3.2. In Silico Analysis

The analysis of physicochemical properties was performed using DataWarrior software version 5.5.0. The structure–activity similarity (SAS) map was analyzed using Activity Landscape Plotter, an online open web platform (https://www.difacquim.com/d-tools/ (accessed on 10 December 2023)).

3.3. Cell Culture

Vero cell cultures grown in RPMI 1640 medium containing 10% fetal bovine serum (FBS) were cultured at 37 °C in a humidified atmosphere of 5% CO2 [82]. The cultures were used for drug screening assays and to obtain culture-derived trypomastigotes of T. cruzi.
The primary culture of heart muscle cells was obtained from fetuses of Swiss webster mice [83]. The heart was removed and the ventricles were fragmented and subjected to dissociation with trypsin and collagenase type II (Worthington Biochemical Corporation, Lakewood, USA) dissociation solution. Cell monolayers were employed to evaluate drug-induced cardiotoxicity.
Three-dimensional (3D) cardiac cells were obtained as previously described [84]. Briefly, isolated cardiac muscle cells (2.5 × 104 cells/well) were seeded in 96-well U-bottom plates coated with agarose (1%) to form cell aggregates. Cardiac microtissue (7 days in culture) was employed to determine cardiotoxicity and drug efficacy in more complex systems.

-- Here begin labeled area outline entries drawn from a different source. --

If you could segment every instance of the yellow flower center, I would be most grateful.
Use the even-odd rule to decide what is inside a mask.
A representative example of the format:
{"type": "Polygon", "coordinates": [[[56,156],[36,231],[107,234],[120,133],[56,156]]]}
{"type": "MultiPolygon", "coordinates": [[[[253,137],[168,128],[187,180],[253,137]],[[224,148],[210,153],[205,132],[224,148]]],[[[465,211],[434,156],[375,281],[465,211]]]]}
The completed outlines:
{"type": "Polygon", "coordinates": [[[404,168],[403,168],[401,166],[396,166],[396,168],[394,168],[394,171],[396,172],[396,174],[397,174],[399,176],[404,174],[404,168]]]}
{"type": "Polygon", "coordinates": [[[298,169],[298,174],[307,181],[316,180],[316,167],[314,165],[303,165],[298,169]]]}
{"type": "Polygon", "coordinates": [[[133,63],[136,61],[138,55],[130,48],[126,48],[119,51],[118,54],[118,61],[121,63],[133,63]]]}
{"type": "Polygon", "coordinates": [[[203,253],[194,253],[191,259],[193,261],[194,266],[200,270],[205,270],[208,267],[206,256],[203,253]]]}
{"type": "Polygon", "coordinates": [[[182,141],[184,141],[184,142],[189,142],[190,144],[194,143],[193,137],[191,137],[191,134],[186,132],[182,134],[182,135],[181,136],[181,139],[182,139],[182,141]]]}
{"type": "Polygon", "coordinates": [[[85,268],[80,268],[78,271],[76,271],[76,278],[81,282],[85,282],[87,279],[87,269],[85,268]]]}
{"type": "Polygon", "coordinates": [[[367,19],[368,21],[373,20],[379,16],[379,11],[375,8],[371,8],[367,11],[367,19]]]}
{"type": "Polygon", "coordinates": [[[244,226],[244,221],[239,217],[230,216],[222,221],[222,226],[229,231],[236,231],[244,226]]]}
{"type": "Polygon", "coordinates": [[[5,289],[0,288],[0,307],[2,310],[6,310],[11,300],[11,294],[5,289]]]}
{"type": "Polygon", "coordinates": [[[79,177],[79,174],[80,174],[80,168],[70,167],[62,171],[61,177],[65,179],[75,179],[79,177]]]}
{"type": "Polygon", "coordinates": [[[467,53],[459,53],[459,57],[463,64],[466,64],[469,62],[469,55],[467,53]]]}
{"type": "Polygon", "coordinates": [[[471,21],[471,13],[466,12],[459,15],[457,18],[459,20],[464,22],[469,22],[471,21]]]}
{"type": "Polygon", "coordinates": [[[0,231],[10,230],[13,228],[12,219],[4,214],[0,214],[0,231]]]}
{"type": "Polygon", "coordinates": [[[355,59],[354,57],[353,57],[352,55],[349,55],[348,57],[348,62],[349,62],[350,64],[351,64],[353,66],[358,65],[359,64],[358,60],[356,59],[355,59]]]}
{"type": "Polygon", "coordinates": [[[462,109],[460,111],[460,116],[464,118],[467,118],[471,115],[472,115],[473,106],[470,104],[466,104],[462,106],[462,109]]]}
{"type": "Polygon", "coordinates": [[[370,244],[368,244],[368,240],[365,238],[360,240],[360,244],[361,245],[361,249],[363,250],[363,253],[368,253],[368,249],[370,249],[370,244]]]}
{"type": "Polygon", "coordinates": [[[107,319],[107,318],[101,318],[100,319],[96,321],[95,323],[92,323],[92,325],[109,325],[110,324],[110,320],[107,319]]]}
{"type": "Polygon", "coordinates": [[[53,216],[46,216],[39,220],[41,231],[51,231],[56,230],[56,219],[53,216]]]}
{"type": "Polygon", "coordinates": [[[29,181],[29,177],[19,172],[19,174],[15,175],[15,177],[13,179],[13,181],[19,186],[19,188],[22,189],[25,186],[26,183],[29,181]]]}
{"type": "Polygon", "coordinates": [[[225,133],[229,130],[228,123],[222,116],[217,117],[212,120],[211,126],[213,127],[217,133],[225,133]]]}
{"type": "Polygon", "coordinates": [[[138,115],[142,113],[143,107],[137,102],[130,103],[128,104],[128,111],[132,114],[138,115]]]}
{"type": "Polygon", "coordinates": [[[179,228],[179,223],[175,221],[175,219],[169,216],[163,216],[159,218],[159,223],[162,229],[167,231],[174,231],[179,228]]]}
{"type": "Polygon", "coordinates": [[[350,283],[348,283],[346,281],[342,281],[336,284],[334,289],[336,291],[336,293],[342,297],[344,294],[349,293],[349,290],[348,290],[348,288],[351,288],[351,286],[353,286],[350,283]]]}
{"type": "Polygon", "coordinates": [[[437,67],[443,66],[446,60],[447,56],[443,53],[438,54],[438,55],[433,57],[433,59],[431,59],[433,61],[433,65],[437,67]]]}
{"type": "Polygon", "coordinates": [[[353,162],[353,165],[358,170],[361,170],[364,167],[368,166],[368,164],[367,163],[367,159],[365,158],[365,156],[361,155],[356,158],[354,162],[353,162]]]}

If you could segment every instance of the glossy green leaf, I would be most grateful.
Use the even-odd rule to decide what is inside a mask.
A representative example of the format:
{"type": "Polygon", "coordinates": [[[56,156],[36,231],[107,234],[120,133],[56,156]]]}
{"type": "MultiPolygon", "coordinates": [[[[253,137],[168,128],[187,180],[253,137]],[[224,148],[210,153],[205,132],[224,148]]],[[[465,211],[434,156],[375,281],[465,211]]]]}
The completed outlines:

All animal-use procedures were approved by the Animal Care and Use Committee of Instituto Oswaldo Cruz (license L017/2022-A2).

3.4. Trypanosoma cruzi

Genetically modified T. cruzi parasites, of clone Dm28c (TcI) expressing the firefly luciferase enzyme gene (Dm28c-Luc), were kindly provided by Dr. Cristina Henriques [85]. T. cruzi Dm28c-Luc was maintained in a Vero cell cultivated in RPMI 1640 medium supplemented with 10% FBS. At 4-day post-infection (dpi), trypomastigotes, released in the cell culture supernatant, were harvested, followed by sedimentation (4000 rpm/20 min/4 °C) and quantification in a Neubauer chamber [38]. Isolated trypomastigotes were used in the phenotypic screening assays as well as the antiparasitic activity in 3D cardiac microtissues, recovery (washout), and drug combination assays.

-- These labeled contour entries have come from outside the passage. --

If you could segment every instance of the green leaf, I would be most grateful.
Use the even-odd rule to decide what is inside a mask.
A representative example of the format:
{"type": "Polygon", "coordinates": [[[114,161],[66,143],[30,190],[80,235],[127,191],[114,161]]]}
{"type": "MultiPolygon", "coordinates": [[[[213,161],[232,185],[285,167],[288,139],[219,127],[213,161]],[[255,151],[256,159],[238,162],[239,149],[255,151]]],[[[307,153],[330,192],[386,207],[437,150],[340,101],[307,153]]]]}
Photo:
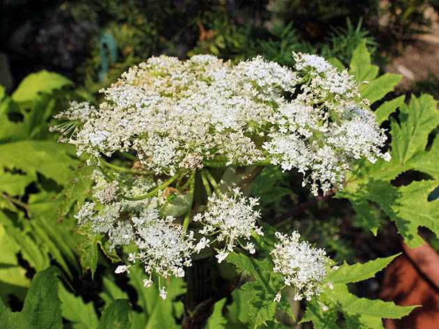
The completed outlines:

3.5. Toxicity in Mammalian Cells

Vero cells (1.5 ×104 cells/well), cultivated for 24 h at 37 °C in white 96-well plates with clear bottoms, were used to assess the toxicity of the pyrazole-thiadiazole derivatives (series 1 and 2). After washing, the cells were incubated for 72 h at 37 °C with different drug concentrations (500–1.95 μM). Cell viability was measured by adding 20 μL/well of CellTiter Glo reagent (Promega Corporation, Madison, WI, USA). This cell viability kit generates a luminescent signal proportional to the amount of ATP. The luminescence readout was performed using the Glomax Microplate Reader (Promega Corporation, Madison, WI, USA). Thus, the 50% cytotoxicity concentration (CC50), which reduces the cell viability by 50% (CC50), was calculated with Prism GraphPad software (version 8.2.1) [37,38].
Additionally, the cytotoxicity of the most active compounds was performed in cardiac monolayers (2D) and 3D spheroids models. The 2D cardiac cultures (5 × 104 cells/well) and 3D cardiac microtissues (2.5 × 104 cells/well) were incubated for 72 h at 37 °C with pyrazole-thiadiazole candidates followed by ATP detection by CellTiter-Glo [86]. A minimum of 3 independent assays were performed in duplicate.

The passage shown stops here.